We get many comments from people who have quite obviously pre-judged our website and written-off the value of our computerised predictions, although the comments are usually disguised as rhetorical questions. Typical of the comments we get are such things as "How can a computer possibly predict the outcome of a football match?" and "How come your computer program said last week that such-and-such team would win 3-0 when it lost 2-3?" And perhaps you think exactly the same way.

First, though, ask yourself whether or not you think that it should be possible to get reasonably close to deciding if a team ought to win a match (or otherwise) if you did enough background research. If you don’t think it is possible, then let me turn the tables and ask you a rhetorical question: How do you think the Bookies can set the Odds in order to make themselves rich if they aren't able to predict the probable match outcomes correctly, often enough? Yes, once you have been forced to think about it properly, it is perfectly obvious that the Bookies must employ a worthwhile system of some sort, otherwise they wouldn't be able to stay in business for long. So what we did was spend a considerable amount of time, money and effort, over the course of very many years, to try to emulate what the Bookies do – by devising a valid basis for predicting what the most likely outcome would be of any League-based football match.

We could bury you in prediction theory here, and bore you to tears about how our computer program works. But we won't do that. Instead, we'll just jump to the facts. Firstly, overall (and which is very easy for you to check via the interactive tools you can find on our website), the Bookies expectations and our posted predictions have about the same chance of success (although the Bookies have the advantage of the Over-Round (mark-up) to cushion them when things don't go as expected, and which happens more times than you might imagine, although usually not through any fault of theirs). Secondly, we have gone the extra mile to invent a tool (SoccerPAT) that allows you (the visitors to our website - all of you) to analyse what happened to our predictions, right down to the individual team level if you so want. You would not be able to do that without a computer program to compile the vast array of databases that are necessary.

Thirdly, before you select a team to bet on, you can get an initial clue as to the team's likely performance just by analysing the Odds being offered by the Bookies, plus you have your own brain to rely on (but only if you can be bothered to do the necessary research work, of course). So, that means that nobody has to rely blindly on what a computer prediction says about the outcome of any particular match. But where a website such as ours supplies you with all the checkable background data showing precisely what lies behind its computer's predictions, then using your own brain in conjunction with the computer's output will surely make it much easier for you to make more valid betting selections than if you were relying on just your own intuition alone, even if backed up by the Bookies' expectations.

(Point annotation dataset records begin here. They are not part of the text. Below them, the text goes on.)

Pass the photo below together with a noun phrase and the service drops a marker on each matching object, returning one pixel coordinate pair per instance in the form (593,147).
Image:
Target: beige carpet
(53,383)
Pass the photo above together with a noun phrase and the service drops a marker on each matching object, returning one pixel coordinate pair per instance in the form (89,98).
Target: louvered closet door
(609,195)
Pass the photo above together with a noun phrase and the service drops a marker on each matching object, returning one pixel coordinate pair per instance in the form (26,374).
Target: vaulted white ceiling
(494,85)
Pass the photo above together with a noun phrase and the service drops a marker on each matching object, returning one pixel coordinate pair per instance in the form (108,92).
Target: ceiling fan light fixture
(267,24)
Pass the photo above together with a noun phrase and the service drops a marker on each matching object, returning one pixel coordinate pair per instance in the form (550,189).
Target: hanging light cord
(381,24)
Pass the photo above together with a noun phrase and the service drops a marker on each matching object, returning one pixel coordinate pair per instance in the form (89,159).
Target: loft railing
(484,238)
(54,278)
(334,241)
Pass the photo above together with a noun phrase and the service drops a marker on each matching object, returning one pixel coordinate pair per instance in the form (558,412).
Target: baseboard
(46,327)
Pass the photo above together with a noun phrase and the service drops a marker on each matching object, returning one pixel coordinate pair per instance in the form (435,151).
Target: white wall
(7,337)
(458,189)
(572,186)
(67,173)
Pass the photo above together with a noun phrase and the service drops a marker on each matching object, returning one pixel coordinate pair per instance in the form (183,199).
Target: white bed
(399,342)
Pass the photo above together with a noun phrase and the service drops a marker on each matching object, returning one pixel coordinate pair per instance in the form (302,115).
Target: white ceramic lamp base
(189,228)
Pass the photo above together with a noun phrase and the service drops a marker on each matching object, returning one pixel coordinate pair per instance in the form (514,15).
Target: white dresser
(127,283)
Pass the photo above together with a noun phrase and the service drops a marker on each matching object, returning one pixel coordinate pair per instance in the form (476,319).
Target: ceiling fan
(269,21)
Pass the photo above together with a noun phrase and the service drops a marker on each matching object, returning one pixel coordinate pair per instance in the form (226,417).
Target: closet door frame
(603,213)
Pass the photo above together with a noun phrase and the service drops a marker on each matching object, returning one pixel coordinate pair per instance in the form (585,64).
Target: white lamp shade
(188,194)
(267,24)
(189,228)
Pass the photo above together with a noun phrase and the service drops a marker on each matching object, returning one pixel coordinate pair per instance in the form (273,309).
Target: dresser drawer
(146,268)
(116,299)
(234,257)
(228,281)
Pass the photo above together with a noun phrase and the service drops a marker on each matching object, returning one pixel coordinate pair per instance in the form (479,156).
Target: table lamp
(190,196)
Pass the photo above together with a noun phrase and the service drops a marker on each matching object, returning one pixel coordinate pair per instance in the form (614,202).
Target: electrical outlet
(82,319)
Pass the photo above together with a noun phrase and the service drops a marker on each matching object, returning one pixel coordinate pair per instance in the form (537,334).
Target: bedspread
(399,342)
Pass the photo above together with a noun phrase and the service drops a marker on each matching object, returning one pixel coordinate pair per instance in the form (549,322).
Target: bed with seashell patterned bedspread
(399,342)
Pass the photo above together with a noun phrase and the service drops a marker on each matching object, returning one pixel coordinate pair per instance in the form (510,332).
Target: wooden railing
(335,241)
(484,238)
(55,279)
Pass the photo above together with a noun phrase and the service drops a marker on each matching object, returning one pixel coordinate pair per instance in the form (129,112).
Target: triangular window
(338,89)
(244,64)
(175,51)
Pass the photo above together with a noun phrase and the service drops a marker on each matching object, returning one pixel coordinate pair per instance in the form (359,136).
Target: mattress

But then we come to the fourth and final point: the proof of the pudding is in the eating. So go take a look at the SoccerPAT output for Week 3 of the European soccer season. You can do that by clicking on the big red SoccerPAT icon on the Home screen or by clicking this link to see the screen shot. You will see 6 matches listed where our computer program predicted a Home Team win with a score-line of 2-0, and the Bookies too thought 4 of them would be Home Wins. You will also see that 3 of them did actually finish with 2-0 as their score-line. And, overall, the return was 49% on the singles "win" stake. But now you ask, so what about the overall situation if we had bet on the exact same parameters for Weeks 1, 2 and 3? Well, all you have to do is click on the "Summary for Season" link on the SoccerPAT Week 3 screen to see the answer: 3 straight weeks of wins, where betting on the Doubles would have given you a return of 65.35% profit (again, you can also see the screen shot here).

So, what was your question again? How can a computer possibly predict the outcome of a football match? I think we have answered that, and also proved that the pudding is very tasty! The SoccerPAT facility could help you find lots of excellent betting opportunities if you are prepared to open your mind to the possibility that computerised soccer predictions might be a good thing!